LoomHer Quality Control App
As part of the LoomHer Empowerment model, Mary developed a browser-based quality-control prototype to support textile verification before products are shipped to buyers. The app compares a reference textile design with a finished woven piece and evaluates color accuracy, pattern alignment, and overall consistency.
The prototype uses digital image analysis to support faster, more transparent quality checks. It is intended to reduce errors, improve buyer confidence, and help women entrepreneurs meet consistent production standards in a scalable way.

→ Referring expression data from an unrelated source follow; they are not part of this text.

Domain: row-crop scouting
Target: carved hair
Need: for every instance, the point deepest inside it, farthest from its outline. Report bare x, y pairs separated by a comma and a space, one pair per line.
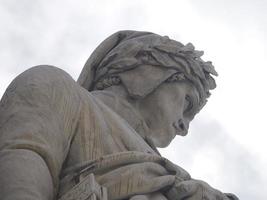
166, 53
130, 52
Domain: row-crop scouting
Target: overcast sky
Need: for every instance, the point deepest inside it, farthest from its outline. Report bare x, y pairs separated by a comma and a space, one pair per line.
226, 145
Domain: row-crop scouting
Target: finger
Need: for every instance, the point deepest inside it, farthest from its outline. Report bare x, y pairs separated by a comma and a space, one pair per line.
185, 189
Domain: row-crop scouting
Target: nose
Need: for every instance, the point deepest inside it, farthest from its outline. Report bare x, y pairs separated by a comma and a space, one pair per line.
181, 127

The app reflects Mary’s broader interest in how technology can support trust, verification, and accountability in cross-border trade and inclusive finance.
Professional Background
Mary brings experience across higher education, immigration compliance, public service, communications, and international affairs. In her current role at CUNY, she works with international student compliance and regulatory systems, including SEVIS-related processes and institutional policy implementation.
Her background also includes research, writing, public communication, and advocacy. Across these roles, her work has focused on helping institutions navigate complex systems with clarity, accountability, and practical problem-solving.